SYSTEMS AND METHODS FOR COMPUTING DOT PRODUCTS OF NIBBLES IN TWO TILE OPERANDS

Organization Name

Intel Corporation

Inventor(s)

Raanan Sade of Portland OR (US)

Simon Rubanovich of Haifa (IL)

Amit Gradstein of Binyamina (IL)

Zeev Sperber of Zichron Yackov (IL)

Alexander Heinecke of San Jose CA (US)

Robert Valentine of Kiryat Tivon (IL)

Mark J. Charney of Lexington MA (US)

Bret Toll of Hillsboro OR (US)

Jesus Corbal of King City OR (US)

Elmoustapha Ould-ahmed-vall of Gilbert AZ (US)

SYSTEMS AND METHODS FOR COMPUTING DOT PRODUCTS OF NIBBLES IN TWO TILE OPERANDS - A simplified explanation of the abstract

This abstract first appeared for US patent application 18449651 titled 'SYSTEMS AND METHODS FOR COMPUTING DOT PRODUCTS OF NIBBLES IN TWO TILE OPERANDS

Simplified Explanation

The patent application relates to computing dot products of nibbles in tile operands.

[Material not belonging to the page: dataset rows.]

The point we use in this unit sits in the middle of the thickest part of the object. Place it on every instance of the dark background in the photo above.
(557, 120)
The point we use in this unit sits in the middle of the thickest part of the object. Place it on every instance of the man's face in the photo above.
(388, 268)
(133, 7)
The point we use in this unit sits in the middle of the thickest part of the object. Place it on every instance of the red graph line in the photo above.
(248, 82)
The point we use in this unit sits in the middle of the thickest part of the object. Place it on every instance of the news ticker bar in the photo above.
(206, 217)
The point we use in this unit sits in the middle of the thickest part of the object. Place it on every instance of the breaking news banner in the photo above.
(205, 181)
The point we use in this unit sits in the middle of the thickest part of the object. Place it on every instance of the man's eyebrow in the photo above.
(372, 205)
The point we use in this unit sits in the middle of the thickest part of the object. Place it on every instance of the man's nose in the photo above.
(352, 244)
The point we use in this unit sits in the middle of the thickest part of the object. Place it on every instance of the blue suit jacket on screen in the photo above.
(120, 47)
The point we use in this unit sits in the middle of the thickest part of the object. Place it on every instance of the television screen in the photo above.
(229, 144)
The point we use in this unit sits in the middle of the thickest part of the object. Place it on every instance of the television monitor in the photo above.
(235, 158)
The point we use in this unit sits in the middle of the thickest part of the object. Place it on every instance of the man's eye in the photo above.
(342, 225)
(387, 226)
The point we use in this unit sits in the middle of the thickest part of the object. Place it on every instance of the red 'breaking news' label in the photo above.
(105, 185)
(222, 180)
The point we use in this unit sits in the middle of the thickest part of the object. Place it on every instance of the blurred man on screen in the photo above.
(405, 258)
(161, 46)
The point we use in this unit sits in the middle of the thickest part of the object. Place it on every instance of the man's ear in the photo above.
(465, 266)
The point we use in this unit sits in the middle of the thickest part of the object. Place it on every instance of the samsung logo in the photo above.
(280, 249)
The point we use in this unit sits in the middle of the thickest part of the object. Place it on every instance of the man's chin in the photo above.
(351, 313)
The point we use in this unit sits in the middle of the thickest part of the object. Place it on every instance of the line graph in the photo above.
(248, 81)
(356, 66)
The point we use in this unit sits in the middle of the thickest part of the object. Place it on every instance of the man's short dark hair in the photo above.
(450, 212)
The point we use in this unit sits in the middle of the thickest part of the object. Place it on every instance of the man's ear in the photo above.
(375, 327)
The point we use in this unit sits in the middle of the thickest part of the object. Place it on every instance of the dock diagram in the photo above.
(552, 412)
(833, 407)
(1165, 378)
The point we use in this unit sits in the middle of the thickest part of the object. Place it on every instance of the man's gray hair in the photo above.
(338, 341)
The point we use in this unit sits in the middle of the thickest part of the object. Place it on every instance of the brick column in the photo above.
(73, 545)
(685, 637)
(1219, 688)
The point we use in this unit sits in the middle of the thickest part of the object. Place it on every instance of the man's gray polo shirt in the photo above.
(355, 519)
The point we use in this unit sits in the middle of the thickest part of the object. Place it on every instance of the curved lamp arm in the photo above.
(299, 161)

• The processor includes decode circuitry to decode a tile dot product instruction.
• The instruction has fields for an opcode, destination identifier, first source identifier, and second source identifier.
• The matrices involved in the computation contain doubleword elements.
• The execution circuitry performs a flow K times for each element (M,N) of the identified destination matrix.
• It generates eight products by multiplying each nibble of a doubleword element (M,K) of the first source matrix by a corresponding nibble of a doubleword element (K,N) of the second source matrix.
• The execution circuitry also accumulates and saturates the eight products with previous contents of the doubleword element (M,N).

Original Abstract Submitted

Disclosed embodiments relate to computing dot products of nibbles in tile operands. In one example, a processor includes decode circuitry to decode a tile dot product instruction having fields for an opcode, a destination identifier to identify a M by N destination matrix, a first source identifier to identify a M by K first source matrix, and a second source identifier to identify a K by N second source matrix, each of the matrices containing doubleword elements, and execution circuitry to execute the decoded instruction to perform a flow K times for each element (M,N) of the identified destination matrix to generate eight products by multiplying each nibble of a doubleword element (M,K) of the identified first source matrix by a corresponding nibble of a doubleword element (K,N) of the identified second source matrix, and to accumulate and saturate the eight products with previous contents of the doubleword element (M,N).